Entweder man glaubte, oder man glaubte nicht. Caroline jedenfalls glaubte kein
Wort von der Geschichte Bernadettes. Nicht einmal das heilende Wasser von
Lourdes war das, was es versprach. Caroline hatte gelesen, dass in
wissenschaftlichen Untersuchungen keine außergewöhnliche Mineralstoffzusammensetzung
des Quellwassers festgestellt worden war. Im allgemeinen Sprachgebrauch nannte
man das, was man da untersucht hatte, Trinkwasser. Aber wenn Menschen an die
Geschichte der Bernadette glaubten oder ihre Herberge nach ihr benennen
wollten, sollte das Caroline recht sein.
Judiths
Jubelschrei riss sie aus ihren Gedanken. »Sainte Marie! Wir sind wieder auf
Arnes Route.« Strahlend hüpfte Judith von der Ladefläche. Sie konnte ihr
unerwartetes Glück kaum fassen. »Wir werden dort schlafen, wo Arne die Nacht
verbracht hat. Es war vielleicht nicht exakt die Strecke, die er gegangen ist,
aber wir sind wieder auf seinem Weg. Ihr werdet es toll finden«, versprach sie
ihren Freundinnen. »Arne hat es geliebt. Sie haben einen Weinkeller, herrliche
weiche Betten, großzügige Badezimmer.
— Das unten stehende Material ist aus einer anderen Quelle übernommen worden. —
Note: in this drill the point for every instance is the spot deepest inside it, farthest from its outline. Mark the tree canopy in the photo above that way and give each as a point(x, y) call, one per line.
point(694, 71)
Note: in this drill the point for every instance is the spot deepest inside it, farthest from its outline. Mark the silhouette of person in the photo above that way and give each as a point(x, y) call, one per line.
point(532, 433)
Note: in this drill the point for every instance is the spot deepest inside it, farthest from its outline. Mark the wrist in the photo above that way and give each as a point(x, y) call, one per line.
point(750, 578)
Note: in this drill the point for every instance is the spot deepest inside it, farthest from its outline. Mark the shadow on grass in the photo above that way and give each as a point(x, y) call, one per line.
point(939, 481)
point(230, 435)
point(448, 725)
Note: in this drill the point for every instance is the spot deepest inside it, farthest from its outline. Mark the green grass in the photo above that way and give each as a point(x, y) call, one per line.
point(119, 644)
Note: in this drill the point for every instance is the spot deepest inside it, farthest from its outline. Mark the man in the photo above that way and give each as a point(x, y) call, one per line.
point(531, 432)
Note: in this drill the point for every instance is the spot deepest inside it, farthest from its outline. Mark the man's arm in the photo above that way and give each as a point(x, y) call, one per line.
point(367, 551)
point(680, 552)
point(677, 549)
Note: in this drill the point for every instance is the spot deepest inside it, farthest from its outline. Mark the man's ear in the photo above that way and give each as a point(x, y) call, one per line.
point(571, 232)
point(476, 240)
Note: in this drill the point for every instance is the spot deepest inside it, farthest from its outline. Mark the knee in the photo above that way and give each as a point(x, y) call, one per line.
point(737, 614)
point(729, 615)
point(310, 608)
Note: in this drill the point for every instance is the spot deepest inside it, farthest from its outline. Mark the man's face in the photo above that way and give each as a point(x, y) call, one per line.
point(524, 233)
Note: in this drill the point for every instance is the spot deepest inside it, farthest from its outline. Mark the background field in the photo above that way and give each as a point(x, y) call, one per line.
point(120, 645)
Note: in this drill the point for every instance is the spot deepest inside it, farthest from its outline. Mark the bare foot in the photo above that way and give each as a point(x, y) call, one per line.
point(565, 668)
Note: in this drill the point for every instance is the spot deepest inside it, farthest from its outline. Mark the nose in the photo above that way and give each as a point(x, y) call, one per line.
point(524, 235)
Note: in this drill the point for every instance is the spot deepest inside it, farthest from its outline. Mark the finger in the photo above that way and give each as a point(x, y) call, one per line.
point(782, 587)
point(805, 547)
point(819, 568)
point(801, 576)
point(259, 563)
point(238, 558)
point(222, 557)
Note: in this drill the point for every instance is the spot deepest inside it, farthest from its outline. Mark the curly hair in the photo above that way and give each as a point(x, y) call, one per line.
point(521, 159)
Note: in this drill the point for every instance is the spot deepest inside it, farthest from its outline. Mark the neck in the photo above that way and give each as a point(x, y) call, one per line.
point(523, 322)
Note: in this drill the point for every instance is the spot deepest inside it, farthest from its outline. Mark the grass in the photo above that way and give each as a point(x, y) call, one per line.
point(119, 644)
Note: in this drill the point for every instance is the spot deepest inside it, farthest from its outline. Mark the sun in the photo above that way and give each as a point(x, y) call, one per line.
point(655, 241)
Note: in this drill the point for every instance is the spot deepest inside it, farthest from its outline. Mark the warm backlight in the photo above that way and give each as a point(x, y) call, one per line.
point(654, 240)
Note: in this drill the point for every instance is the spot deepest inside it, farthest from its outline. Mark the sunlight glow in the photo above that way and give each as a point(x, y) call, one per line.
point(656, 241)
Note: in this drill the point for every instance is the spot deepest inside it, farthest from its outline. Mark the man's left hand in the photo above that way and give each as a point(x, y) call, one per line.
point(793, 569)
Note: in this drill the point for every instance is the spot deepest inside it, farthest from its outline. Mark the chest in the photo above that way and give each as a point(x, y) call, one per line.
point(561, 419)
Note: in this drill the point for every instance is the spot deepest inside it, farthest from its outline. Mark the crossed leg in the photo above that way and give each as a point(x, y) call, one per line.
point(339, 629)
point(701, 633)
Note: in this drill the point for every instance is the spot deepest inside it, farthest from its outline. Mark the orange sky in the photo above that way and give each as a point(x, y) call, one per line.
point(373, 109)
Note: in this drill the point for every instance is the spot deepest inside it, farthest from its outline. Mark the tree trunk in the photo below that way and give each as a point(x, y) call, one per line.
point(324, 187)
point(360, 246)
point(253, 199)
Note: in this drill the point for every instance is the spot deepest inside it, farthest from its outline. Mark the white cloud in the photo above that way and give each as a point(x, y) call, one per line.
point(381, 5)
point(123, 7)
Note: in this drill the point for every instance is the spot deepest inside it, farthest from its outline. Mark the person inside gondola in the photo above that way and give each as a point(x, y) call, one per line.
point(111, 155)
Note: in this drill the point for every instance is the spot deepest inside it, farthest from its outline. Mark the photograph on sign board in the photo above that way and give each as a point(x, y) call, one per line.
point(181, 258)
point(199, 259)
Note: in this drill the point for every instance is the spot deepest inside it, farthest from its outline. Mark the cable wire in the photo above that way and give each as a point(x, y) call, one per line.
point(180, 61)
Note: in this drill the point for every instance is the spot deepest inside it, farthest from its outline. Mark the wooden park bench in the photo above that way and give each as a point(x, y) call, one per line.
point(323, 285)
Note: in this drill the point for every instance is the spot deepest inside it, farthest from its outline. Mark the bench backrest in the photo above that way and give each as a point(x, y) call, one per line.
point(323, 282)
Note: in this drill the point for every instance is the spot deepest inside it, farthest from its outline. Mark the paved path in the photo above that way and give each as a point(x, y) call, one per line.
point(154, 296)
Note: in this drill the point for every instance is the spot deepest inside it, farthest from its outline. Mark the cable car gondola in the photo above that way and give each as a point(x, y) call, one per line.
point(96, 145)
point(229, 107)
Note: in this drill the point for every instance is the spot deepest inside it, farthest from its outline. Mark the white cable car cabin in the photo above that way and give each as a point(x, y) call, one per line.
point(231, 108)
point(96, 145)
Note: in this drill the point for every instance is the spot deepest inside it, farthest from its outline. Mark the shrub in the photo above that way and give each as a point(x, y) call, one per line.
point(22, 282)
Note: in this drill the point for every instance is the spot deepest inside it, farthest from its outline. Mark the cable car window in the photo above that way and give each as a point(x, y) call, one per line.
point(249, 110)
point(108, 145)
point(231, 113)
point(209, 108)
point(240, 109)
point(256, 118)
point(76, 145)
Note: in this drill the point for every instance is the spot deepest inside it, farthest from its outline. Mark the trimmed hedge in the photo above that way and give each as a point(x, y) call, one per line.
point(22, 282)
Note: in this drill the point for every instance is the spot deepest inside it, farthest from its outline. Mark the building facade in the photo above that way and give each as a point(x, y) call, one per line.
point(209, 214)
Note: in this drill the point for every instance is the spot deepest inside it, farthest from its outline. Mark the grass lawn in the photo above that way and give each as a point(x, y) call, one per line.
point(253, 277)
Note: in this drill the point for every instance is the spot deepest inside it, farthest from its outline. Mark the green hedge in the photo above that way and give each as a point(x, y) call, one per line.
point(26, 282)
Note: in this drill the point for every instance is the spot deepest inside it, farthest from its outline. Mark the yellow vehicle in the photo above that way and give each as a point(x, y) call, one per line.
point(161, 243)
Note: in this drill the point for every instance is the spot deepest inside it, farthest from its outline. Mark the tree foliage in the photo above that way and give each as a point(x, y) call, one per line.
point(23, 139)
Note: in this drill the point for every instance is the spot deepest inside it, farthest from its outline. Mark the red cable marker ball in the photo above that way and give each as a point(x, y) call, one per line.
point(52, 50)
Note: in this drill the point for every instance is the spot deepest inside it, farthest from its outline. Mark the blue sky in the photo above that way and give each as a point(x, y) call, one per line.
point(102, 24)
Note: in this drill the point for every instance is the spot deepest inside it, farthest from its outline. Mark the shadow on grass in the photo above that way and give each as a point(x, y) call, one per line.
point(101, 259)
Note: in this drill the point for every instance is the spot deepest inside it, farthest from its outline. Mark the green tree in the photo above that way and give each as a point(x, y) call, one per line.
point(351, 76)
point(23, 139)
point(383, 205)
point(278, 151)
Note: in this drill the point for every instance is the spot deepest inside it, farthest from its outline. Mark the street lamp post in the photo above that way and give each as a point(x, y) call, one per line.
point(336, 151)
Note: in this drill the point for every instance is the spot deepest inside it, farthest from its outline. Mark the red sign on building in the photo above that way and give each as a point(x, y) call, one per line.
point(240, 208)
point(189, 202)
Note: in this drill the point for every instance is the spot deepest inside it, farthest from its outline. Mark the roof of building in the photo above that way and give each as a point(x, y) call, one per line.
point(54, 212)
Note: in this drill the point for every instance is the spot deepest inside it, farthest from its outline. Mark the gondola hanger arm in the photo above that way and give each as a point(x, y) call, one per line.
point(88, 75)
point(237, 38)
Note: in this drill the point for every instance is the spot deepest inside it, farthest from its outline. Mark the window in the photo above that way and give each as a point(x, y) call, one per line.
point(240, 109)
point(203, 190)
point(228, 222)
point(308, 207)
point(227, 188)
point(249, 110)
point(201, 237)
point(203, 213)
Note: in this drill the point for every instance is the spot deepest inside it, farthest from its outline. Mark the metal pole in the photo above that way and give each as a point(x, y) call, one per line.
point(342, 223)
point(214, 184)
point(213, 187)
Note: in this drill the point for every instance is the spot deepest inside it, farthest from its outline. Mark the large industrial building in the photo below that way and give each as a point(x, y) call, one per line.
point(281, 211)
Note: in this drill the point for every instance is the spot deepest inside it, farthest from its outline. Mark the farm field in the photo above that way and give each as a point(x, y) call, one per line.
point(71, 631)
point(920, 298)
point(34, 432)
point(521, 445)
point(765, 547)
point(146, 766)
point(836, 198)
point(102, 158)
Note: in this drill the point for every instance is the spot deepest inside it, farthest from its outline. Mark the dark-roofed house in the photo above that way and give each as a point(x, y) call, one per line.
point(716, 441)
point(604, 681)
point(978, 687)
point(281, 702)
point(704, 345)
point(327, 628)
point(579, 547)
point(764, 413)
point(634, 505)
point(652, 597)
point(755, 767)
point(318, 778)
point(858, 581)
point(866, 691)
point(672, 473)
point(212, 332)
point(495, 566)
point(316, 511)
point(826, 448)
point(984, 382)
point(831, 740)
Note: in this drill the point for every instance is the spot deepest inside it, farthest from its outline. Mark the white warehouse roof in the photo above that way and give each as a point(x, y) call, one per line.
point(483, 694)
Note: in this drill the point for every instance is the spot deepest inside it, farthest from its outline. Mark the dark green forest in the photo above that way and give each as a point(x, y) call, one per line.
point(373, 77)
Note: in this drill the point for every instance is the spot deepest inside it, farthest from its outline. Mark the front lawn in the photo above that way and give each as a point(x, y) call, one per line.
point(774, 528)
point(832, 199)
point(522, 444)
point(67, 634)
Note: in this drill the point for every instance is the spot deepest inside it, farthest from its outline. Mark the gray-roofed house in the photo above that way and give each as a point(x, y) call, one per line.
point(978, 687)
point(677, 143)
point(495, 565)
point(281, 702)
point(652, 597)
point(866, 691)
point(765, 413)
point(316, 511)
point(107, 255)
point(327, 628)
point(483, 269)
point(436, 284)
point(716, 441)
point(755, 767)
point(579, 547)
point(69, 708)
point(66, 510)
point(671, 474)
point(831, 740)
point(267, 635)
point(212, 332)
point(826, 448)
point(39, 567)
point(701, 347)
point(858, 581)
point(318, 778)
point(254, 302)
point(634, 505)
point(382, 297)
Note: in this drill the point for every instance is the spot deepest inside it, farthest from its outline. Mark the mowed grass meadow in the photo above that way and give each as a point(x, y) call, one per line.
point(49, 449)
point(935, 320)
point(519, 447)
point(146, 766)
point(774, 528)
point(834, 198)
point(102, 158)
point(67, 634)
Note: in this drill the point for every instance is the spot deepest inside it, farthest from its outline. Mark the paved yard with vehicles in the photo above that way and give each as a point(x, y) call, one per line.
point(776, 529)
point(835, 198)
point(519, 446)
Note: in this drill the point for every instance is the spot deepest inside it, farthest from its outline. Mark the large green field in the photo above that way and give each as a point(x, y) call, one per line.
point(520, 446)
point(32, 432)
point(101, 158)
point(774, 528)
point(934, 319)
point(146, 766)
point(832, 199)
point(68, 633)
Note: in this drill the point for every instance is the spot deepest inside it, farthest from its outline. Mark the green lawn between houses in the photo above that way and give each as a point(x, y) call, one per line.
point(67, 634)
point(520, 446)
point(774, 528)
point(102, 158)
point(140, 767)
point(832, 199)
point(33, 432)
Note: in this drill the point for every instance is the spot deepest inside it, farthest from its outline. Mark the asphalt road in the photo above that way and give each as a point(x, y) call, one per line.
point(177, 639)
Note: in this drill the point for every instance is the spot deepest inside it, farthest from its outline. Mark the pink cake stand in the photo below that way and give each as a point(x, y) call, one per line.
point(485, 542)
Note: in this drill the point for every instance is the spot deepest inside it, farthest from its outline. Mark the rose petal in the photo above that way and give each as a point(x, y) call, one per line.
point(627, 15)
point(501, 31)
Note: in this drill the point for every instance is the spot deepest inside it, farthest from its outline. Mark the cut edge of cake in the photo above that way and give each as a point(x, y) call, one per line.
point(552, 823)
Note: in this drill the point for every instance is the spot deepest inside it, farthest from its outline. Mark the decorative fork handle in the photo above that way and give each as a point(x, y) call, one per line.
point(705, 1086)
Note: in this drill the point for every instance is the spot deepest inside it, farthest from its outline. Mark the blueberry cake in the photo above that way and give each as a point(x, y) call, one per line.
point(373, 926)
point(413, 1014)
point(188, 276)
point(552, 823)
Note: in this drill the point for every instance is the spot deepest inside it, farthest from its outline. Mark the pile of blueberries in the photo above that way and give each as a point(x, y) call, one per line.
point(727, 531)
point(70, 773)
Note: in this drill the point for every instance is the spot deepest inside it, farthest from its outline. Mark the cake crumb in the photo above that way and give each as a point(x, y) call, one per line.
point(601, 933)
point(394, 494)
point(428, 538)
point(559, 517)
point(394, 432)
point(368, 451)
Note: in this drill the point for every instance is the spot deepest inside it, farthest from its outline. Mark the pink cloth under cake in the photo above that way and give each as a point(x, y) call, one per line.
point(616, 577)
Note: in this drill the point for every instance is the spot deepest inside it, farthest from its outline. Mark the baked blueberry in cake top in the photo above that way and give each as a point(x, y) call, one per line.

Genau das Richtige nach einem langen
Wandertag. Arne wollte nicht mehr weg.«
Die
Modulation in ihrer Stimme war zurückgekehrt. Die Verunsicherung, die sich
während der ersten Etappe bei Judith breitgemacht hatte, war wie weggeblasen.
Sie waren auf Arnes Pilgerstrecke angekommen und Judith war bereit, wieder die
Führung zu übernehmen. Alles war gut.